Hortense Limouzin : Je ne sais pas si c’est de bon augure pour les Jeux olympiques, mais c’est de bon augure pour cet été. On prend les choses étape par étape. Après, on peut rêver grand tout en gardant beaucoup d’humilité. Toutes les nations se spécialisent et deviennent de plus en plus fortes, c’est impressionnant sur les tournois.
Pensez-vous que ces bons résultats constituent l’élan décisif et nécessaire au 3×3 en France ?

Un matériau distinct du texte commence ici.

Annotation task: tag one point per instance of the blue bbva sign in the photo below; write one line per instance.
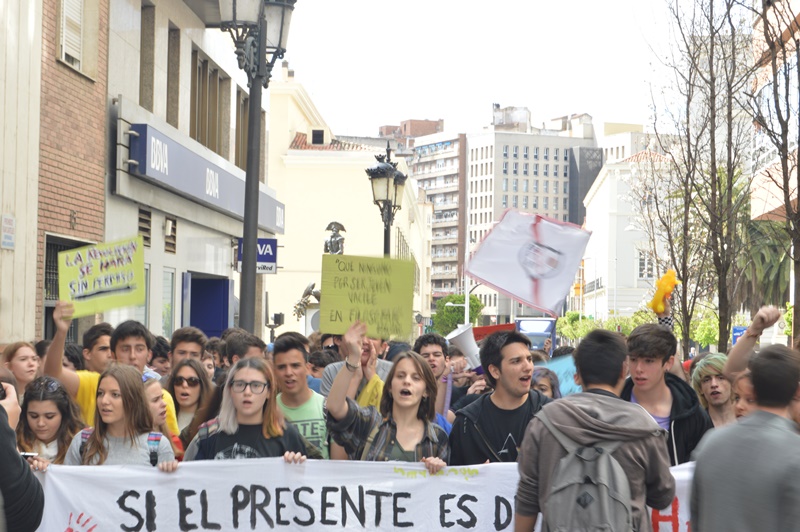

Hortense Limouzin: La coupe d’Europe à Paris et les Jeux olympiques ont vraiment donné une plus grande visibilité au 3×3, surtout féminin parce qu’on a un peu moins vu les garçons. Mais là, avec la performance énorme des garçons et notre titre, je pense que le regard sur la discipline va beaucoup changer. Notre discipline est encore toute nouvelle et pourtant je pense qu’elle a les armes, par sa modernité et sa facilité à se jouer et à se regarder, pour devenir un sport plaisant pour tous et toutes.
Dans quelle mesure le basket 3×3 peut-il encore être développé en France avant Paris 2024 ?
Myriam Djekoundadé : La fédération a mis en place une équipe professionnelle chez les garçons. C’était vraiment un domaine où on était en retard pour développer le 3×3 et être compétitif. On va pouvoir prendre une autre dimension. On espère voir ça pour les filles. Pour l’instant ce n’est pas envisageable parce que la FIBA ne propose pas de compétition à l’année. Mais on verra ! Pour l’instant, on est dans les clous.